Text Classification

SCStemmers – A collection of stemmers for Serbian and Croatian

SCStemmers is a package containing four stemming algorithms for Serbian and Croatian:
– The greedy and the optimal subsumption-based stemmers for Serbian, by Vlado Kešelj and Danko Šipka,
– A refinement of their greedy stemmer for Serbian, by Nikola Milošević,
– A stemmer for Croatian, by Nikola Ljubešić and Ivan Pandžić.
SCStemmers can be used as a standalone tool or as a plug-in for Weka. The package was presented in the LREC 2016 paper.

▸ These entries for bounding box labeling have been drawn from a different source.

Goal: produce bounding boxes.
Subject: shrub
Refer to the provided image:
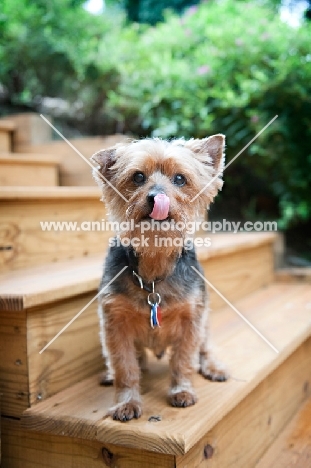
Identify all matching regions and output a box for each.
[109,0,311,226]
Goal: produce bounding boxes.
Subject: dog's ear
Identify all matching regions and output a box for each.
[91,148,116,179]
[185,133,225,171]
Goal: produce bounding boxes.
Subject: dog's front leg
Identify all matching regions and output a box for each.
[169,312,198,407]
[106,309,142,422]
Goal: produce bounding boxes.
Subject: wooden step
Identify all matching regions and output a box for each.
[0,153,59,187]
[14,133,129,186]
[0,233,275,417]
[0,187,111,270]
[0,119,16,153]
[256,398,311,468]
[3,283,311,468]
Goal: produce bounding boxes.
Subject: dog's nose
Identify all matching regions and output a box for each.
[147,187,165,210]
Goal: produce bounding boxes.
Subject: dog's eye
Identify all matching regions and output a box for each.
[173,174,186,187]
[133,172,146,185]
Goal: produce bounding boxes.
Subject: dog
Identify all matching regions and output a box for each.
[91,134,228,422]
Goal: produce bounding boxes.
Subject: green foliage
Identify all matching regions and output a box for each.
[109,0,311,226]
[0,0,311,227]
[124,0,199,24]
[0,0,122,132]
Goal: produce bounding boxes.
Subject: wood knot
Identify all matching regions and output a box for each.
[102,447,114,467]
[204,444,214,460]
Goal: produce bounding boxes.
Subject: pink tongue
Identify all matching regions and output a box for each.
[149,193,170,219]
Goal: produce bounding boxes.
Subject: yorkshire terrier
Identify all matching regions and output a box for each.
[91,134,228,421]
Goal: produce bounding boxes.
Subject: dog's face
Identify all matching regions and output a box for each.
[91,135,224,227]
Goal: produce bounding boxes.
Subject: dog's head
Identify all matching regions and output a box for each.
[91,134,225,227]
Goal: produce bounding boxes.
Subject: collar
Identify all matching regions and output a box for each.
[132,269,162,293]
[126,247,164,293]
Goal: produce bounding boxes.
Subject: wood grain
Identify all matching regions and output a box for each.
[0,187,111,270]
[2,418,175,468]
[14,133,129,187]
[0,312,29,417]
[23,284,311,455]
[0,255,103,311]
[0,128,12,153]
[0,118,16,132]
[0,234,272,310]
[176,339,311,468]
[275,268,311,283]
[27,291,104,405]
[256,394,311,468]
[0,153,58,187]
[201,241,274,310]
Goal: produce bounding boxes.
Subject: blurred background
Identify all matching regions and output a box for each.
[0,0,311,266]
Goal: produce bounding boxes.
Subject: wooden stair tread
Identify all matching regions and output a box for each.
[0,255,103,310]
[256,398,311,468]
[0,153,60,166]
[18,134,130,153]
[0,187,101,201]
[0,233,275,310]
[0,119,16,132]
[196,231,277,261]
[22,283,311,455]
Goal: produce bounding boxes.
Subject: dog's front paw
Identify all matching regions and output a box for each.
[169,390,198,408]
[108,400,142,422]
[199,362,229,382]
[99,371,113,387]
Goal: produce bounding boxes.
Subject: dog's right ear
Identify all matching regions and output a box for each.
[91,148,116,179]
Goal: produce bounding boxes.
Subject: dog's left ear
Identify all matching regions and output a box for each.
[91,148,116,179]
[185,133,225,171]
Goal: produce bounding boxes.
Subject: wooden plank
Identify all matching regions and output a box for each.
[0,187,111,270]
[205,241,274,310]
[0,254,103,310]
[0,128,12,153]
[0,118,16,132]
[275,268,311,283]
[0,153,60,166]
[256,394,311,468]
[0,187,101,199]
[27,291,104,405]
[0,234,272,310]
[176,339,311,468]
[0,312,29,416]
[2,418,175,468]
[23,284,311,455]
[197,231,278,262]
[14,133,129,187]
[0,159,58,187]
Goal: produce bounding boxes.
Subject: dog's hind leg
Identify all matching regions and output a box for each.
[97,300,114,386]
[199,309,229,382]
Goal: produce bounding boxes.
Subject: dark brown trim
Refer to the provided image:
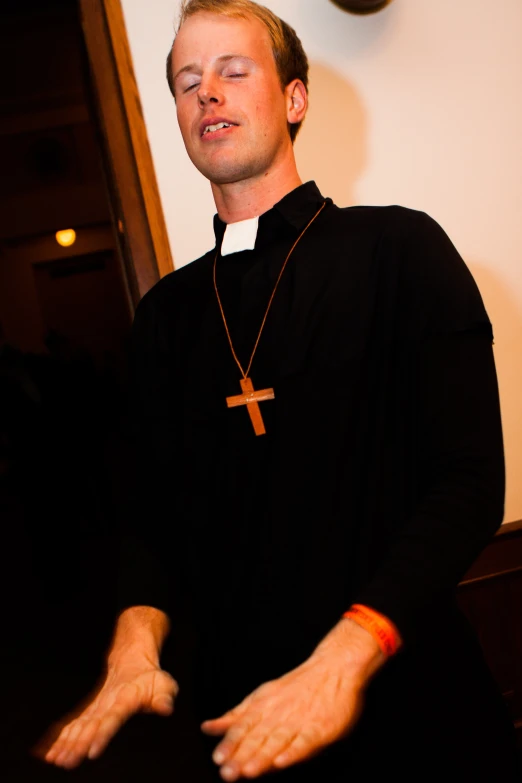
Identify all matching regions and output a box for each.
[460,520,522,587]
[79,0,174,305]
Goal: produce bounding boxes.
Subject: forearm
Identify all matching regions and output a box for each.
[107,606,170,668]
[355,335,504,643]
[311,617,387,689]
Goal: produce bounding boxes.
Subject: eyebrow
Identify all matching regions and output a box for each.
[174,54,254,81]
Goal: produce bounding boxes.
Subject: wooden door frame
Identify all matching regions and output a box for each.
[78,0,174,305]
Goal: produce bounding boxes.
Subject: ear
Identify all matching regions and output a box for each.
[285,79,308,125]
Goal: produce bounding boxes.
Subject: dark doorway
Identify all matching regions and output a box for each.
[0,0,153,781]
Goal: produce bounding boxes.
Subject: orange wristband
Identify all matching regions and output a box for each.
[343,604,402,656]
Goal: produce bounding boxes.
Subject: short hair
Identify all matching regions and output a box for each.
[167,0,308,143]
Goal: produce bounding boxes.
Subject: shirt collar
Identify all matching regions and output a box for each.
[214,180,324,248]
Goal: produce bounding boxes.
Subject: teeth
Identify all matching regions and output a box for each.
[203,122,232,135]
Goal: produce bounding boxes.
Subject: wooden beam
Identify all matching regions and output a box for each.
[79,0,174,304]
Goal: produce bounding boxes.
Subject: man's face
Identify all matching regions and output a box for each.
[172,12,291,185]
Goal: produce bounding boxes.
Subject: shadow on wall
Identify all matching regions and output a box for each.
[295,62,368,207]
[466,260,522,522]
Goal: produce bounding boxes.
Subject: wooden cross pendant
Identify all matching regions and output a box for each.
[227,378,275,435]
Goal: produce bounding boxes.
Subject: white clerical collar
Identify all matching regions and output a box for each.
[221,217,259,256]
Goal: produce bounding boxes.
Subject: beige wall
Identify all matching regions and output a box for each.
[122,0,522,520]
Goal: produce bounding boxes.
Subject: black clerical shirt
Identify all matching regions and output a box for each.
[123,182,504,780]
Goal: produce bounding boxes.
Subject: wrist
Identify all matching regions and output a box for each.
[107,606,170,668]
[306,618,386,687]
[343,604,402,658]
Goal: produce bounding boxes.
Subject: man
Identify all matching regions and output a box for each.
[43,0,517,783]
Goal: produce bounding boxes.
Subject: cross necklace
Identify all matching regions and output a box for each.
[213,201,326,435]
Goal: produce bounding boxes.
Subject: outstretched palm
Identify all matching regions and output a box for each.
[41,660,179,769]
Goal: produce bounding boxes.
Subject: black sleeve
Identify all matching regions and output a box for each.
[357,208,505,641]
[118,292,175,615]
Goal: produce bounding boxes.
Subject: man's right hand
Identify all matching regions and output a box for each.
[38,606,179,769]
[44,658,179,769]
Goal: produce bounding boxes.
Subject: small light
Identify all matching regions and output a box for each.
[56,228,76,247]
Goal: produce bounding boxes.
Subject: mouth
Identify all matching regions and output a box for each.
[199,117,237,139]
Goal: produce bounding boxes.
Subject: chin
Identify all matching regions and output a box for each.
[196,161,265,185]
[189,150,270,185]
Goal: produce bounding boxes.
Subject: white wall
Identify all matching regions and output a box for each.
[122,0,522,520]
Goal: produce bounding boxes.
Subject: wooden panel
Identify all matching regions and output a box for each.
[104,0,174,277]
[79,0,173,304]
[458,522,522,750]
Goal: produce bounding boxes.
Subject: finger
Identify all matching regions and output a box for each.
[239,726,298,777]
[45,720,76,761]
[274,729,323,769]
[55,718,100,769]
[55,686,139,769]
[147,672,179,715]
[217,723,294,780]
[212,714,261,764]
[200,692,255,734]
[87,704,135,759]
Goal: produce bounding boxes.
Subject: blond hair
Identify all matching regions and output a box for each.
[167,0,308,142]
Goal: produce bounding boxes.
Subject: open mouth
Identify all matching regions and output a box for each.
[201,122,237,136]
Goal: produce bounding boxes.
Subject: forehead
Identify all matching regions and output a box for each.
[172,11,275,73]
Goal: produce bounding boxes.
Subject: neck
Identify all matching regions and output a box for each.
[211,156,302,223]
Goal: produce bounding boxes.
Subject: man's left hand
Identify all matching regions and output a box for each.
[201,619,384,781]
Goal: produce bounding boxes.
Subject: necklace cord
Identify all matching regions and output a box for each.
[212,200,326,378]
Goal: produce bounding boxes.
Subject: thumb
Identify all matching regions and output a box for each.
[150,672,179,715]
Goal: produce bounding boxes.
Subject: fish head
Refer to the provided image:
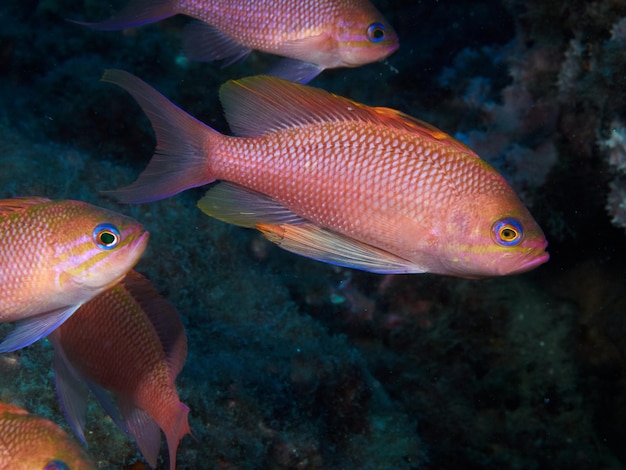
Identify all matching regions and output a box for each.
[335,2,399,67]
[0,403,96,470]
[440,192,549,279]
[49,201,149,297]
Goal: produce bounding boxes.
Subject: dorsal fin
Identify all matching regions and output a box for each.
[122,270,187,381]
[220,76,473,153]
[0,197,50,217]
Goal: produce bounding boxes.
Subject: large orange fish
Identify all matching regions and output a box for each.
[74,0,398,82]
[0,403,96,470]
[49,271,190,470]
[0,198,148,352]
[103,71,548,278]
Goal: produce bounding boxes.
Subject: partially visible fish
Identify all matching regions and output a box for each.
[0,403,96,470]
[0,198,148,353]
[49,271,190,470]
[74,0,398,83]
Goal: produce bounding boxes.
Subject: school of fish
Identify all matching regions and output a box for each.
[77,0,398,83]
[0,0,549,470]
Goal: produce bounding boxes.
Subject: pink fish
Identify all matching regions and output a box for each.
[75,0,398,83]
[0,198,148,353]
[103,70,548,278]
[0,403,96,470]
[49,271,190,470]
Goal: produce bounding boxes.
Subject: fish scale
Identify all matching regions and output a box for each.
[49,271,190,470]
[77,0,398,83]
[0,198,148,352]
[0,403,96,470]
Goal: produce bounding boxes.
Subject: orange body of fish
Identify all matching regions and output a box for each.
[103,71,548,278]
[0,198,148,352]
[0,403,96,470]
[49,271,190,470]
[75,0,398,82]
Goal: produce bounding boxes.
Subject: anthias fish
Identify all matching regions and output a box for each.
[49,271,190,470]
[0,403,96,470]
[103,71,548,278]
[0,198,148,352]
[80,0,398,82]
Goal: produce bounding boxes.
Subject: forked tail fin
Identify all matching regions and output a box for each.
[102,70,221,203]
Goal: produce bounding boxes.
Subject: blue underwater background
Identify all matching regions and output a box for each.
[0,0,626,469]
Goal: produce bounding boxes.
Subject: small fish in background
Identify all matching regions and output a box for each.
[48,271,190,470]
[102,70,548,278]
[0,403,96,470]
[0,197,149,353]
[76,0,398,83]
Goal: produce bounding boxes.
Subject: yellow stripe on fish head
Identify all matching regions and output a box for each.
[44,201,148,291]
[432,186,548,278]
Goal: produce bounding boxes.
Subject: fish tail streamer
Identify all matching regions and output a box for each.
[102,70,221,204]
[70,0,178,31]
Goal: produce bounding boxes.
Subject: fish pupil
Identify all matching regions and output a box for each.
[493,217,524,246]
[43,460,70,470]
[501,228,517,241]
[367,23,385,42]
[93,224,120,250]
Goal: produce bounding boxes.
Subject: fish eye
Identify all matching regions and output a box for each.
[492,217,524,246]
[43,460,70,470]
[92,224,121,250]
[367,23,385,42]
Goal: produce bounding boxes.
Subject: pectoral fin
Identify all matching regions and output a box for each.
[257,223,425,274]
[0,304,80,353]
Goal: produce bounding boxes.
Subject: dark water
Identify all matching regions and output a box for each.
[0,0,626,469]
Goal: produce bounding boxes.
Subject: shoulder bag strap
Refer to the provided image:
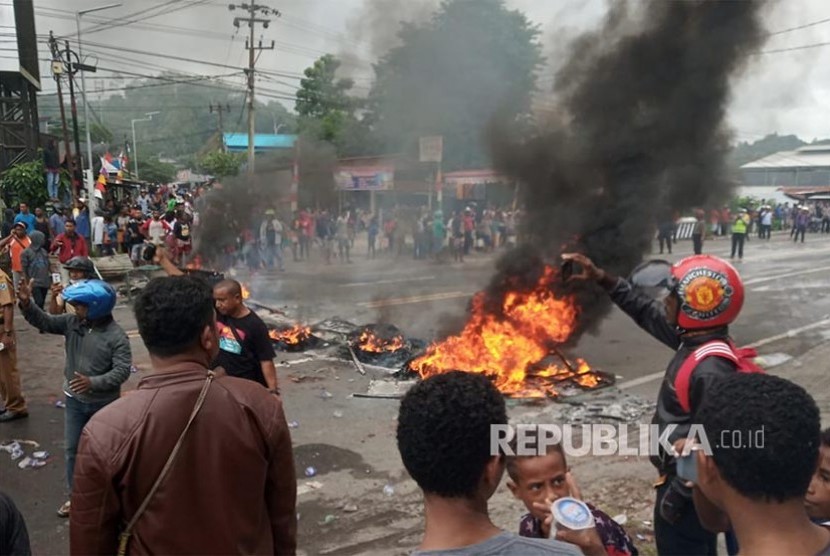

NBSVM-Weka – a multiclass implementation of the NBSVM classifier for Weka

NBSVM is an algorithm, originally designed for binary text/sentiment classification, which combines the Multinomial Naive Bayes (MNB) classifier with the Support Vector Machine (SVM). It does so through the element-wise multiplication of standard SVM feature vectors by the positive class/negative class ratios of MNB log-counts.
This implementation extends the original algorithm to support multiclass classification using the one-vs-all approach. It relies on the LIBLINEAR library and its Java wrapper and is designed as a package for Weka. NBSVM-Weka was presented in the LREC 2016 paper.